Al menos hasta ahora: Abascal y otros dirigentes de Vox han acusado repetidas veces a Pedro Sánchez de “fraude electoral”. Aunque siempre lo hacen de tal forma que aparentemente se refieren a que Sánchez prometió en campaña no nombrar ministros de Podemos para hacer justo lo contrario después, es una forma sutil de ir colando la idea mediante el uso del lenguaje. Sobre todo, porque también anunciaron con mucho bombo que iban a exigir “revisiones del recuento en toda España”. En esto la ultraderecha ha aprendido de sus homólogos americanos, que luchan en una jungla mediática mucho más salvaje: el partido/candidato tiene que ser siempre “respetable”, y por mucho que se aproxime no puede cruzar ciertas líneas. Para eso y para azuzar a los fieles ya está todo un universo paralelo de blogs, bots y gacetas digitales: por ejemplo, por redes sociales circularon varios bulos tras las elecciones de 2019, como este video con 200.000 visionados. Y existe una “Plataforma Elecciones Transparentes” que combina las acusaciones de fraude al PSOE con mensajes de ultraderecha. Sembrar dudas, además, ayuda a consolar a unas bases a las que has azuzado con expectativas irreales: si estas no se materializan, ALGUIEN tiene que haberlo evitado.

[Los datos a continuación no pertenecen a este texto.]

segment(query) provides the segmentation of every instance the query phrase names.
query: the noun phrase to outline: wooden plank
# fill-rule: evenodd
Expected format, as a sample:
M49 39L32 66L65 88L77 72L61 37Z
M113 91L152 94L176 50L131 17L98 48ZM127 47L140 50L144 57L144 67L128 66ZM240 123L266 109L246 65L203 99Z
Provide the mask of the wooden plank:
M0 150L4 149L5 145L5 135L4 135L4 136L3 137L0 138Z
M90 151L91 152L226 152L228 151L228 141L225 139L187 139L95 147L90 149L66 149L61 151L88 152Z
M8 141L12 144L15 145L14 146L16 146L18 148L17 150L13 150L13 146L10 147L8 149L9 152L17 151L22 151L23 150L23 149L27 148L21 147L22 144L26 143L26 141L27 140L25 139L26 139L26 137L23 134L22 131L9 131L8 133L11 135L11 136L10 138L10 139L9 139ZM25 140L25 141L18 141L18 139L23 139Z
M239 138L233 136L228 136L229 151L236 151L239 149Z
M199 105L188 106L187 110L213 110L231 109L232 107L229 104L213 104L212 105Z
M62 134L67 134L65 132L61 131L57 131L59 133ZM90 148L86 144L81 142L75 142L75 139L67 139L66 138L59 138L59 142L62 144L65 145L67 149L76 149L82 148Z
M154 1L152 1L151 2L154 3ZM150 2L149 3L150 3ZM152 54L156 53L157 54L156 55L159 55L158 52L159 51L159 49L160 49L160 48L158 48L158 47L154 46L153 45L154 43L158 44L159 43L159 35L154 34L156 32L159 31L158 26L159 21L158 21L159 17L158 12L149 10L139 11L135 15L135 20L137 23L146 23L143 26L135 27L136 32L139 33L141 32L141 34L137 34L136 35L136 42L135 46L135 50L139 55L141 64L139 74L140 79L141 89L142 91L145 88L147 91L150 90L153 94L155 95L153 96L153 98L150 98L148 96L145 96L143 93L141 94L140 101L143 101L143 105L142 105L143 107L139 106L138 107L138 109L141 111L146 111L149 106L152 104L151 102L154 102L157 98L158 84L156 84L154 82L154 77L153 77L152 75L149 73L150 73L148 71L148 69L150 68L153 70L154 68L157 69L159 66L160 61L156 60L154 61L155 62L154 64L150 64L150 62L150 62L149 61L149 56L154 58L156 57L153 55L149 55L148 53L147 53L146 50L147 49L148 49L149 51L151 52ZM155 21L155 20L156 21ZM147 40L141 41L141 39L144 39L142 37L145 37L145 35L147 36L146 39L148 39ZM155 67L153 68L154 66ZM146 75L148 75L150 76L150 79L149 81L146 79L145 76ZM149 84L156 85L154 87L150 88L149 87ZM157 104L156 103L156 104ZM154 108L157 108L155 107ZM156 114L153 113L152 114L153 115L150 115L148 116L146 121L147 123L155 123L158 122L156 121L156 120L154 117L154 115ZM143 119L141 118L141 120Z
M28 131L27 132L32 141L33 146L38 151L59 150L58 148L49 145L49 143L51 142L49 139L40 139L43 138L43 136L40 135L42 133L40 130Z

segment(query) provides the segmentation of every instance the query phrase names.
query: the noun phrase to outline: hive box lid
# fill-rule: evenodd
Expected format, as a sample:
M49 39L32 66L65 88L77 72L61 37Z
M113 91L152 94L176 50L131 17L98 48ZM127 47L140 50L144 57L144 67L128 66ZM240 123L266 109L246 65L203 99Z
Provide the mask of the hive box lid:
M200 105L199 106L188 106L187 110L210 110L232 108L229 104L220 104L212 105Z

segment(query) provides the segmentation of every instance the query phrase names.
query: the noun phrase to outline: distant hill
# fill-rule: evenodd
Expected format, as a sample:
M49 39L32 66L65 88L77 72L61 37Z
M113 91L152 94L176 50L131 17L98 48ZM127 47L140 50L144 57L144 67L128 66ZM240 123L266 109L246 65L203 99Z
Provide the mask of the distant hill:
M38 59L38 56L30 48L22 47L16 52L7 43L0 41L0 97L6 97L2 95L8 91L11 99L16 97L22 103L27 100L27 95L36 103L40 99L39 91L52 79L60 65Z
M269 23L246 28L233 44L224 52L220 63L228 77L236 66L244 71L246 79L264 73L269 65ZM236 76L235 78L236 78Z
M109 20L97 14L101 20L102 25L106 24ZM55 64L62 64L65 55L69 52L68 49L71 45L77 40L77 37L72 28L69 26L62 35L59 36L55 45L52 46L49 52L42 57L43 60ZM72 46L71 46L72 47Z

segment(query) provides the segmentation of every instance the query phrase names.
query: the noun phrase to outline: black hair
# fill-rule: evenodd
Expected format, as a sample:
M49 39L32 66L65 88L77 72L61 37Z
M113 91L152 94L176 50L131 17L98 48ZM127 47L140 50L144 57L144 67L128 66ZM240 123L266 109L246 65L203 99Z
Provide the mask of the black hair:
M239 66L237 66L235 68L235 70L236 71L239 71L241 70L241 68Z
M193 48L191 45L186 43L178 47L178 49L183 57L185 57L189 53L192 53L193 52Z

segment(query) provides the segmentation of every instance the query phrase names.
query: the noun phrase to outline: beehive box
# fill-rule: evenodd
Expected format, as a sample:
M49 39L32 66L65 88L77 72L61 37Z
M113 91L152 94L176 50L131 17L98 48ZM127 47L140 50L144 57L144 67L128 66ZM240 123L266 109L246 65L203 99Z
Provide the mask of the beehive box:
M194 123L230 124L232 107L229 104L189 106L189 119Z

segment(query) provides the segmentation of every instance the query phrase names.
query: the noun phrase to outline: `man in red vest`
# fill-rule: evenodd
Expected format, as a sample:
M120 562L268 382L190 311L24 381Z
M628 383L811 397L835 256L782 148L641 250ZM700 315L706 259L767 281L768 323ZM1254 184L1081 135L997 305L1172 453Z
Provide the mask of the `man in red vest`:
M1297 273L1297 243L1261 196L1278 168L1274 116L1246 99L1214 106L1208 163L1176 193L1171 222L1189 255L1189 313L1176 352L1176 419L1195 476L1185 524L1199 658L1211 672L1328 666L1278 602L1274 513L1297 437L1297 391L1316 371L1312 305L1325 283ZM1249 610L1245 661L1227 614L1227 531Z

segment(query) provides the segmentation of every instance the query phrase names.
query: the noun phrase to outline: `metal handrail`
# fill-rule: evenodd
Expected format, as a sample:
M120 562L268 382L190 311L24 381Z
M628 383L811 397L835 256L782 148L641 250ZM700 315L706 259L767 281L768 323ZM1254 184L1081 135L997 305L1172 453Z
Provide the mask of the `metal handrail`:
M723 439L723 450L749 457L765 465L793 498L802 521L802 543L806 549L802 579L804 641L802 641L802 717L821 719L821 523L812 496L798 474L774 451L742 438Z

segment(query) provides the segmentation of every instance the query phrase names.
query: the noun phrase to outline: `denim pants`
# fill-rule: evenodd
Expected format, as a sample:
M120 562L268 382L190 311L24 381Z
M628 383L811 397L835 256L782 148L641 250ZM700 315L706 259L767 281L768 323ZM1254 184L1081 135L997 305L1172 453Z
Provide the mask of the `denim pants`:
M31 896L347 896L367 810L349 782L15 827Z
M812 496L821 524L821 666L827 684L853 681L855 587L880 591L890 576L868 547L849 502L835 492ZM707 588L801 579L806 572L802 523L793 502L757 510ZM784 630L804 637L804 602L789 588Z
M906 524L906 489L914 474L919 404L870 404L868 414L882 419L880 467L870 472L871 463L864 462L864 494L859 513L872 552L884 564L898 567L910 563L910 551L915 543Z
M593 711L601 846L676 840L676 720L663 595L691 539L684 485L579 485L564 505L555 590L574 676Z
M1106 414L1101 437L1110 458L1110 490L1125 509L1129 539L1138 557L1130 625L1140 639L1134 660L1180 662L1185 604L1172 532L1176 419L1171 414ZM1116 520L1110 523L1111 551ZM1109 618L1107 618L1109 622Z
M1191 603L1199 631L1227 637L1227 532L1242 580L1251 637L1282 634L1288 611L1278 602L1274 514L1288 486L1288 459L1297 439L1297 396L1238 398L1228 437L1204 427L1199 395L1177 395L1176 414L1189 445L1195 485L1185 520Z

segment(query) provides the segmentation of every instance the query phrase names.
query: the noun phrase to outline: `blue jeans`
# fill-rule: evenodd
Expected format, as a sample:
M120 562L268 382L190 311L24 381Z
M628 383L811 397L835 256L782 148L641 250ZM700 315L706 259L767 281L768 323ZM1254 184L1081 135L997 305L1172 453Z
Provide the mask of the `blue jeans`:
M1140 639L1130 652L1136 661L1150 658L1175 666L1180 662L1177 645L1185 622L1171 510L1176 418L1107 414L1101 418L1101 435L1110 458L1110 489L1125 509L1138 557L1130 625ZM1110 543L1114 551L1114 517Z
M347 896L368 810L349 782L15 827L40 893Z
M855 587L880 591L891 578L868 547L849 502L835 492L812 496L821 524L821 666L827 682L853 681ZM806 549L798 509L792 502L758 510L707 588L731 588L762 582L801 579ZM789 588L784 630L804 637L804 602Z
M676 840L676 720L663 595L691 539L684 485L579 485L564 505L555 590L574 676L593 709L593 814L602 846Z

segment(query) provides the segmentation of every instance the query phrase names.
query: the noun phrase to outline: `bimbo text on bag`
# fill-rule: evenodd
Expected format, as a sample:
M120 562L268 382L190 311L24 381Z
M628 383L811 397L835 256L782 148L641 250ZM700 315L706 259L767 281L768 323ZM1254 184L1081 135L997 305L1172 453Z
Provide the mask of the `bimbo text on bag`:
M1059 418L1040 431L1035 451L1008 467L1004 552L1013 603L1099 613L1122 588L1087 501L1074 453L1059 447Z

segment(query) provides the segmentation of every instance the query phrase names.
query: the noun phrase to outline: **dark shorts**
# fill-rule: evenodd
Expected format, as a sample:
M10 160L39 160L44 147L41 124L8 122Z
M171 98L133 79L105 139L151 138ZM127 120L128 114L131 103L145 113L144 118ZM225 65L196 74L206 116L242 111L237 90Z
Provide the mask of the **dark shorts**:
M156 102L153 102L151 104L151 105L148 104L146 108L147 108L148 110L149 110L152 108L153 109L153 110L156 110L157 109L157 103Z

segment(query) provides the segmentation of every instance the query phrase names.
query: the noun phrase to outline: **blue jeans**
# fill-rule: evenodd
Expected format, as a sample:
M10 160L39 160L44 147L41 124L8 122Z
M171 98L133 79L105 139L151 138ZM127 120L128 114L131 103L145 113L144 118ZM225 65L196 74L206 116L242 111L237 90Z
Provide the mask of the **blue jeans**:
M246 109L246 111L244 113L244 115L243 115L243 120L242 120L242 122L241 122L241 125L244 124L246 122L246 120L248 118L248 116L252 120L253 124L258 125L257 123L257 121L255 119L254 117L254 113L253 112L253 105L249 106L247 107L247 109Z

La Conspirosfera sacude el árbol… y Abascal recoge las nueces hablando de “fraude electoral”. Por ahora, la cosa no parece prender fuera de su electorado: a diferencia de Estados Unidos, donde el sistema empuja sin remedio al bipartidismo, en España los votantes de derechas tienen alternativas a Vox y su mensaje. Por eso no nos hemos encontrado con un manifestante con traje de luces y casco de los tercios de Flandes en la tribuna del Congreso de los Diputados, pero no lo descarten si Vox acaba ganando el juego de la silla.